Firey adds that “Romer’s explanation dovetails with Milton Friedman and Anna Schwartz’s work on the root cause of the Depression: the Federal Reserve’s sharp reduction of the money supply in the late 1920s, in order to moderate the stock market boom and return the United States to the pre-WWI dollar-gold exchange rate. It also dovetails with evidence that other nations’ recoveries from the Great Contraction began soon after they abandoned efforts to return their currencies to pre-war gold exchange rates. My reading of the economic literature indicates that the “monetary policy did it” thesis has been generally accepted by economic historians.”

We believe the Federal Reserve is using its monetary tools as effectively as the broken banking system allows. We also believe that Treasury Secretary Timothy Geithner and his very intelligent team will eventually embark on a program or programs that will restore health to the US banking system. On these experts rest our hopes for eventual recovery and we feel confident they will succeed.

So, why must Washington spending so much of our children’s’ future on largely disproven fiscal programs? Romer, Obama’s top advisor says “the thing that is striking about this time is that it is not an ordinary recession. Here we had one caused . . . by a financial meltdown. And even when the Fed tried to be fairly aggressive, it wasn’t enough. That’s why the usual rules would not apply.” Moreover, she said, the current stimulus is much bigger than anything Roosevelt tried. “It’s a completely different animal in terms of size.”
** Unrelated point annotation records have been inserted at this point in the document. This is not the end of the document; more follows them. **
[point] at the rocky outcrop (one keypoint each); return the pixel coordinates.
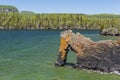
(110, 31)
(101, 56)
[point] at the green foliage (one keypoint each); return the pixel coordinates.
(15, 20)
(8, 8)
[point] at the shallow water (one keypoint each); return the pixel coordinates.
(30, 55)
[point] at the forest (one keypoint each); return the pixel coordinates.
(16, 20)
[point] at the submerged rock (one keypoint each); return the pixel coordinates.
(101, 56)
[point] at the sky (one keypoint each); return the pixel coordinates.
(66, 6)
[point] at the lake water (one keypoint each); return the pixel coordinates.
(31, 54)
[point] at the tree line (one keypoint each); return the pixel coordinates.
(15, 20)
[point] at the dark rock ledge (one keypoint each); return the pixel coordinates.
(103, 56)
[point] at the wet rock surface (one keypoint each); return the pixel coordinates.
(101, 56)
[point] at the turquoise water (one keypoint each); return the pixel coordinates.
(31, 54)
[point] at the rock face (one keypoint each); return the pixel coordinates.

We couldn’t agree more, it is an “animal” but we worry whether this beast is friend or foe? We also worry when Washington says the “usual rules do not apply.” The echoes remain loud and clear from similar choruses such as those following the terrorist attacks of 9-11, or bankers who championed the practice of lending to unqualified borrowers, or the plans of a relatively few who masterminded the sub-prime securitized mortgage investments. Remember the crash of 2000? In the late 90’s investors said the usual rules did not apply. Price earnings multiples of 30, 40, even 100 could be justified because of the skyrocketing productivity and historically low interest rates. ‘The Internet changes everything’ they said.

When will we learn that “what has been will be again, what has been done will be done again; there is nothing new under the sun.” Ecclesiastes 1:9

Mr. Bernanke and Mr. Geithner, we and our economy need your extraordinary common sense.